Personal information
- Full name: Leslie John Riggs
- Date of birth: 30 May 1935
- Place of birth: Portsmouth, England
- Date of death: 29 December 2020 (aged 85)
- Position(s): Half-back

Youth career
- 1952–1953: Gillingham

Senior career*
- Years: Team / Apps / (Gls)
- 1953–58: Gillingham / 152 / (3)
- 1958–61: Newport County / 110 / (3)
- 1961–63: Bury / 6 / (0)
- 1963–64: Crewe Alexandra / 67 / (6)
- 1964–65: Gillingham / 18 / (1)
- 1965–?: Ramsgate

Managerial career
- 1965–?: Ramsgate
- 1971–77: Margate

= Les Riggs =

English footballer and manager (1935–2020)

Leslie John Riggs (30 May 1935 – 29 December 2020) was an English professional footballer. He made over 350 Football League appearances, his most successful spells being spent with Gillingham and Newport County.

==Career==
Although born in Portsmouth, Riggs came through the junior ranks with Gillingham and made his league debut in April 1954 at the age of just 18. He went on to make 152 appearances for the Kent club and was noted for his tough tackling and long throw-ins.

In 1958 Riggs moved to Newport County for a fee of £1,750, where he again racked up over 100 Football League appearances. In 1961 he was sold to Bury for £750 but could only manage 6 league starts at Gigg Lane due to injury before a move to Crewe Alexandra in 1963. Eighteen months later he returned to Gillingham, who were strengthening their side after promotion to Division Three, and made 18 further appearances for the Gills.

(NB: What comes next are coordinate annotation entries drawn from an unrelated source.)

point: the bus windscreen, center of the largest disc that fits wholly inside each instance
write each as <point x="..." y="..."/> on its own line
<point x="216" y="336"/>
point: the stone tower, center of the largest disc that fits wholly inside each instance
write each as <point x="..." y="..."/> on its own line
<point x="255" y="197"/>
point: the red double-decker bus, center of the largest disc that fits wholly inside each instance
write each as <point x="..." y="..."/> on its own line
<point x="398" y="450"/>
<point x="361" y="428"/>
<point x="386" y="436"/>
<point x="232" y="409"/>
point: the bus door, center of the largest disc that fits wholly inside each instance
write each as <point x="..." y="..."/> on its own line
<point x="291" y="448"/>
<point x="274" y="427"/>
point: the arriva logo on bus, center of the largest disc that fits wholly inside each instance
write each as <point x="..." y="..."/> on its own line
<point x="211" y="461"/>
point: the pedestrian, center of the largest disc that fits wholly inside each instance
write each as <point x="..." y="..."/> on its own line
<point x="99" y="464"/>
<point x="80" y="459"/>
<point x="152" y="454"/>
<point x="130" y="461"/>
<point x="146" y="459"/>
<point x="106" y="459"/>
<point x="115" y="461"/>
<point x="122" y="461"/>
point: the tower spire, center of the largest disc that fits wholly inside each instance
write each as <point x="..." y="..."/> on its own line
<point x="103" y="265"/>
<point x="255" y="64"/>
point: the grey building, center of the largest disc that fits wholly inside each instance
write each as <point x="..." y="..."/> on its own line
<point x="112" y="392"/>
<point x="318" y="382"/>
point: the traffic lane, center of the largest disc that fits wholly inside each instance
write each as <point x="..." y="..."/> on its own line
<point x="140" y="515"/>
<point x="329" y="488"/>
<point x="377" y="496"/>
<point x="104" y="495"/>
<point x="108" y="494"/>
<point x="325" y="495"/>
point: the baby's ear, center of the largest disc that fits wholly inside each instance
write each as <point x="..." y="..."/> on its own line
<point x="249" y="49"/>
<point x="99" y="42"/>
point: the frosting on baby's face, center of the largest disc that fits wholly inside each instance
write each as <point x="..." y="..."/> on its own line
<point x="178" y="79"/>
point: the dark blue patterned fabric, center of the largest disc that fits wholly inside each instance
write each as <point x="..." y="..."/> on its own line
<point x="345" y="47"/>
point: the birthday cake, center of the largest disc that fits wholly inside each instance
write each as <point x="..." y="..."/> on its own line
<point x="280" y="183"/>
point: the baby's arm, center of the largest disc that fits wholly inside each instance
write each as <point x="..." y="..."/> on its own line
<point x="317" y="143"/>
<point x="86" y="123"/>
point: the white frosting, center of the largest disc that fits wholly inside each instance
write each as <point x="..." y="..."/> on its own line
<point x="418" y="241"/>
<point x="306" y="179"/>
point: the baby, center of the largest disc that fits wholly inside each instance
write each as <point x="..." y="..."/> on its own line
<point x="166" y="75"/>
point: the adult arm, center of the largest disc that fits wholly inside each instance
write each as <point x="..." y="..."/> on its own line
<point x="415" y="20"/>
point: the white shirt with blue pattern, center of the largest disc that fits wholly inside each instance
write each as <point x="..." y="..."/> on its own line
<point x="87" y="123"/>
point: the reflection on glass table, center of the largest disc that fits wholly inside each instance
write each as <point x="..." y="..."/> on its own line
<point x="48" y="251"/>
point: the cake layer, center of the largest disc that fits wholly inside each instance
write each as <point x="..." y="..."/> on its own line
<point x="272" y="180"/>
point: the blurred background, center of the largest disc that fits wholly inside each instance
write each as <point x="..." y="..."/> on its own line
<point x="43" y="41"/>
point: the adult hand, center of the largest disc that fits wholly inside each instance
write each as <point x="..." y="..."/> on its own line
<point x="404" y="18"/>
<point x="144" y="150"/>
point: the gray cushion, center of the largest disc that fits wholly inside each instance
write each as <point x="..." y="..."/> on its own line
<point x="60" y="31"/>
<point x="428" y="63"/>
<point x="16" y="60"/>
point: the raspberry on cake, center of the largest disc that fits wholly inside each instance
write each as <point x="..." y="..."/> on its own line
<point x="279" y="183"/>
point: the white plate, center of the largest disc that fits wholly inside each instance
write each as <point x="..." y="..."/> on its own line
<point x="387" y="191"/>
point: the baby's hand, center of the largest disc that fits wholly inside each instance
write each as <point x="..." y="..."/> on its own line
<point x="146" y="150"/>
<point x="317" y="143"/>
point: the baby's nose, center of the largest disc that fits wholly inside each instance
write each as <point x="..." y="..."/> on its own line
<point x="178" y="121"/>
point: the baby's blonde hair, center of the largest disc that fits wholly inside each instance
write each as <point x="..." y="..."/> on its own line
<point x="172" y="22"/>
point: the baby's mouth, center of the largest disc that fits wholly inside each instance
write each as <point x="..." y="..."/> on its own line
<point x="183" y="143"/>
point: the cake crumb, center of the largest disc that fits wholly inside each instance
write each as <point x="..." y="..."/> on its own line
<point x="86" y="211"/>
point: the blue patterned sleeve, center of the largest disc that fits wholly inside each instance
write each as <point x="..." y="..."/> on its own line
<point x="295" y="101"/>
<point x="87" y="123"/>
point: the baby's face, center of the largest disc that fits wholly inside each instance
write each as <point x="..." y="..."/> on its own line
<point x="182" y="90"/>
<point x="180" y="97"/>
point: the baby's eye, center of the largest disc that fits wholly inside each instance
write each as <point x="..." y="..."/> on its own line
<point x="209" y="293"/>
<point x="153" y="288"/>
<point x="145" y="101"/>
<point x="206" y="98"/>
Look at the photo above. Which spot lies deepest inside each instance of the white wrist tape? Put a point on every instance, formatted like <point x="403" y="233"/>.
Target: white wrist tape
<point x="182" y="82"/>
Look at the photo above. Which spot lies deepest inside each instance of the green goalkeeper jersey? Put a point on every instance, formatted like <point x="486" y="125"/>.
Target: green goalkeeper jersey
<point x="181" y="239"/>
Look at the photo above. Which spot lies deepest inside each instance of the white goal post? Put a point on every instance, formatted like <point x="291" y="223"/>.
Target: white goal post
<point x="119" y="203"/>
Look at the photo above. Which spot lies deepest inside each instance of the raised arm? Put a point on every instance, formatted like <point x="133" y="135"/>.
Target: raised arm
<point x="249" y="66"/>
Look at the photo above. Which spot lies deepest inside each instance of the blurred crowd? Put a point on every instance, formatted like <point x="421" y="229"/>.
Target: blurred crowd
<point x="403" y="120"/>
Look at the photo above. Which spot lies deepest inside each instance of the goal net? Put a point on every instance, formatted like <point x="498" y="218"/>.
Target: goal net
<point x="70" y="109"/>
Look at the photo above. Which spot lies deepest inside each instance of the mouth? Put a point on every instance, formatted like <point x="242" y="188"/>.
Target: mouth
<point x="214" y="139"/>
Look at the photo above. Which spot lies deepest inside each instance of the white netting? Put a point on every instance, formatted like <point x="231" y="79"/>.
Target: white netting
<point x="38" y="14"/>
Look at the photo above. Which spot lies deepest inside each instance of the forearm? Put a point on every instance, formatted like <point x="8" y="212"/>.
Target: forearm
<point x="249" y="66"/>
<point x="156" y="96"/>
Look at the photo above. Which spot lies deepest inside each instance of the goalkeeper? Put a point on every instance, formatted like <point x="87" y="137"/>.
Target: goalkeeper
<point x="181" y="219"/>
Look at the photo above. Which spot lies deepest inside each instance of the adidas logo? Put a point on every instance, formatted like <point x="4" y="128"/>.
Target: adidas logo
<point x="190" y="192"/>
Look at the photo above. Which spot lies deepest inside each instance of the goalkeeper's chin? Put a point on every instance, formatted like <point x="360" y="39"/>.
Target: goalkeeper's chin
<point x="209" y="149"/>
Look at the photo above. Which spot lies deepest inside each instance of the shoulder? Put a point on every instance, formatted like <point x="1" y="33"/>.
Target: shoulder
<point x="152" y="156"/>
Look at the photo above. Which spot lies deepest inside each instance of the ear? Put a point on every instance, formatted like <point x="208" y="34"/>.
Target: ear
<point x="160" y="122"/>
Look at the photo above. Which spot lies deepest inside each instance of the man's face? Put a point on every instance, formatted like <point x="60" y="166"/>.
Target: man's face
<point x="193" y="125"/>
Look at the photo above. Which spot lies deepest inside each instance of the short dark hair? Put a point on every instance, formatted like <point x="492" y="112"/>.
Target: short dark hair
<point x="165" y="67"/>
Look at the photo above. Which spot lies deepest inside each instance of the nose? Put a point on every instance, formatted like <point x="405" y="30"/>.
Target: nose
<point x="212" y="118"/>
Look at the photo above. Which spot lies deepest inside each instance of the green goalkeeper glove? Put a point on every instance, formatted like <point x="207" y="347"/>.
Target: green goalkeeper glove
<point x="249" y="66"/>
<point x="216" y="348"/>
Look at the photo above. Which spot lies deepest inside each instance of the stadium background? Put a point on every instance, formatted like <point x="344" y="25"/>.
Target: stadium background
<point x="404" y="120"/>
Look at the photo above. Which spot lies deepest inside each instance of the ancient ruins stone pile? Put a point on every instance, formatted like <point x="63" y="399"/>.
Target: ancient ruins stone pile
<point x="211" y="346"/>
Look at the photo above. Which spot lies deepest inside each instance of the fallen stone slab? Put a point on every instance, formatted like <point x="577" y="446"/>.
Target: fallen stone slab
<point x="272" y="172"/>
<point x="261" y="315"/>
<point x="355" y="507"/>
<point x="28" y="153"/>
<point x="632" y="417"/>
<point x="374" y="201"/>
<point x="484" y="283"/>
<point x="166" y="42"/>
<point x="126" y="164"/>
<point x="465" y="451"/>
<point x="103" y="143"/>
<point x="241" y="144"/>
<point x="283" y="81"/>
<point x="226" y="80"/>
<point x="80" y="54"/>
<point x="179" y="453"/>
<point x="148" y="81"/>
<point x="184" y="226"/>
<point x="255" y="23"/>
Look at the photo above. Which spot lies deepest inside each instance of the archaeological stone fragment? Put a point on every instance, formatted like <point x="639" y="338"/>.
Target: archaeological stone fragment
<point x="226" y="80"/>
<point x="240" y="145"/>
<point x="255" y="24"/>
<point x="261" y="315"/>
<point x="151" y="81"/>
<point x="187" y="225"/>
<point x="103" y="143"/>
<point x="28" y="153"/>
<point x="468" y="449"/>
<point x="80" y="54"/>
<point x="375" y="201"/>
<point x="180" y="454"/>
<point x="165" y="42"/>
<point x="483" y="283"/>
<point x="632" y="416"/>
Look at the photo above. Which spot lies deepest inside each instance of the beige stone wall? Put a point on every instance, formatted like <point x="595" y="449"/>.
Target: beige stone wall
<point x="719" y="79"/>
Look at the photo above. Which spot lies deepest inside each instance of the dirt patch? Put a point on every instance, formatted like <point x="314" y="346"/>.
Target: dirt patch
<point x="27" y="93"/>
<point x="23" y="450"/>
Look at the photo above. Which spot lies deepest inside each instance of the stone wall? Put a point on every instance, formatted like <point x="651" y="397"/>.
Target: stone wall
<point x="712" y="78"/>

In October 1965 Riggs joined non-league Ramsgate as player-manager and later spent more than five years as manager of their near-neighbours Margate.

After leaving football in 1977 Riggs ran a guest house and later opened a sporting goods shop in Cliftonville which still bears his name. He lived in Broadstairs in retirement. He died on 29 December 2020, aged 85.